INSANA LUCIDEZ

Quero que todos me chamem de louca,

e desvairada e doidivanas e demente!

Se só na anormalidade o mundo é clemente,

que me agasalhem numa camisa de força.

E que me tolham a liberdade dos sentidos,

sufocando-os com negra venda e mordaça,

no ritual que de piedade se disfarça,

para dopar a rebeldia dos vencidos.

Depois de promovida à "pobre desajustada"

e despejada na calçada como paciente terminal,

hei de desdenhar da mediocridade do "normal"

que se faz peça por vis interesses manietada.

É deveras cômodo aceitar a injustiça

se ela é generosa a quem se faz cego,

adestrando o egoísmo de cada ego

na certeza de que a caridade é postiça.

Agora já posso lançar ao ar injúrias

e blasfemar contra a opressão do sistema,

sem que meu corpo os vergões da punição tema

-o mundo perdoa da louca suas fúrias.

Meu grito se perde no eco da indiferença?
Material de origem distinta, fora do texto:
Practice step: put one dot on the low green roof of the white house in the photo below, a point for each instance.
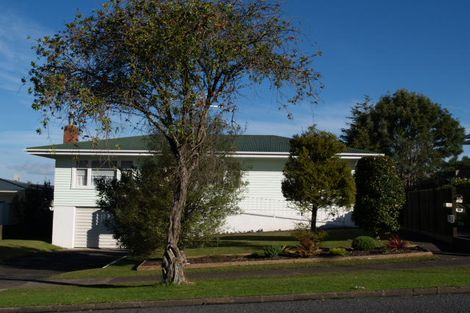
(243, 143)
Sorriem ante meu punho erguido em protesto?

Mas...que me importa? Não cedi e até atesto

que o espírito que luta é feliz na decência.

E o que é a sanidade senão geral letargia?

Inércia cruel que fixa cenários de miséria

até que o hábito os reduza à pilhéria,

ou o amanhã os cultive com atroz nostalgia.